The Interfaith Youth Core, a group that supports religious pluralism and promotes dialogue about faith and service projects on college campuses, has long had a reputation for being antagonistic to atheists. While their staff and membership always included some people without religious faith and there’s nothing wrong with promoting cooperation and dialogue and service, IFYC would ignore the simple fact that many religious beliefs are simply harmful — in addition to being just plain wrong. While everyone supports respecting religious people, many atheists cannot, for good reason, get behind respecting certain religious ideas. IFYC prefers singing “Kumbaya” than face the reality of what religion has wrought.
It didn’t help that IFYC’s founder, Eboo Patel, compared drawing stick figures of Muhammad (an act of free speech) to screaming “Nigger” in the middle of Harlem, or strawmanned the New Atheists like Richard Dawkins and Sam Harris by suggesting they were incapable of performing an “intimate act of mercy” for a dying religious person, or argued that Christopher Hitchens and Dawkins were primarily interested in “offending religious people” and not pointing out that religious beliefs often have no basis in evidence-based truth.

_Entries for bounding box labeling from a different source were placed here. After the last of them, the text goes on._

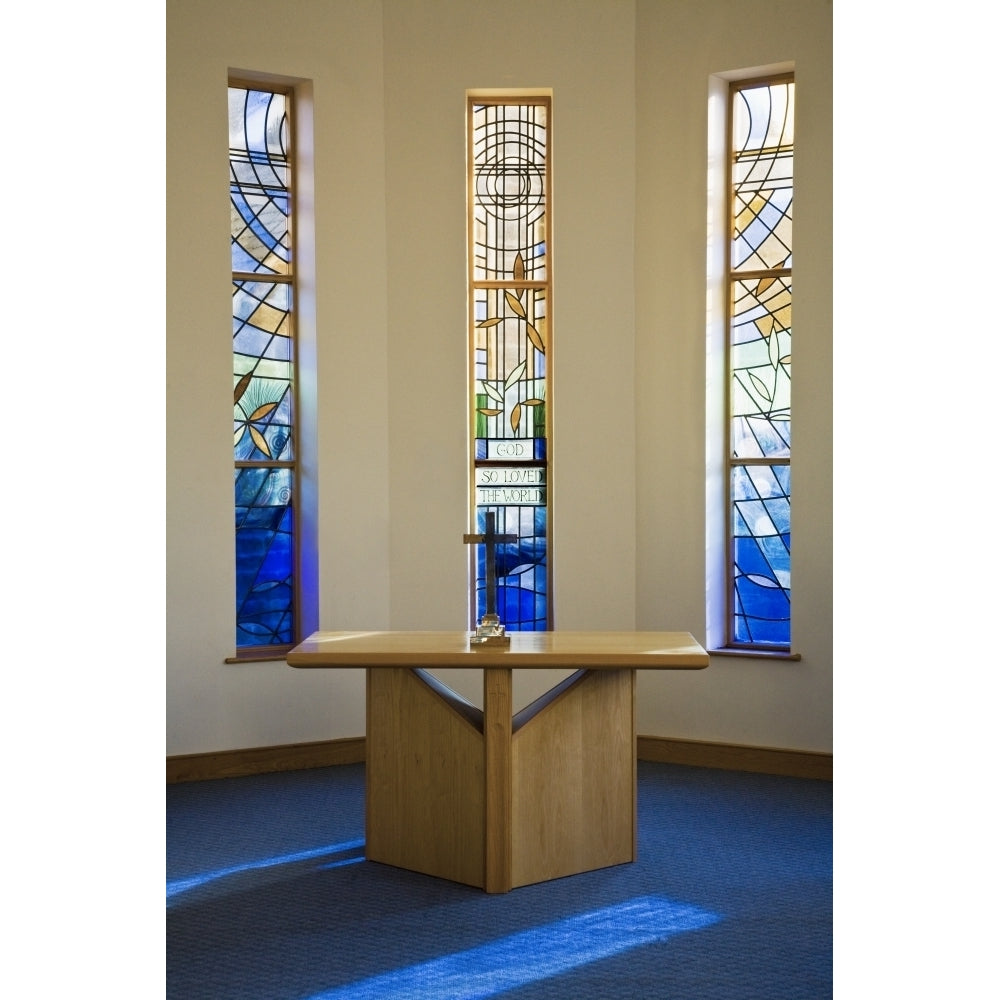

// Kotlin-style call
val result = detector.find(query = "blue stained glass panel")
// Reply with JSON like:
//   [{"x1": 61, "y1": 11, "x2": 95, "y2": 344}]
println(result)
[
  {"x1": 732, "y1": 465, "x2": 791, "y2": 646},
  {"x1": 236, "y1": 468, "x2": 295, "y2": 648},
  {"x1": 476, "y1": 507, "x2": 548, "y2": 632}
]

Despite the tone-deaf Patel’s obvious ignorance of the intentions of the atheist authors and his desire to slam notable atheists whenever he gets a chance (with the exception of the few he’s worked with on a regular basis, myself included), IFYC as an organization has done better in recent years with including atheists in their projects. They’ve even partnered with the Secular Student Alliance on occasion.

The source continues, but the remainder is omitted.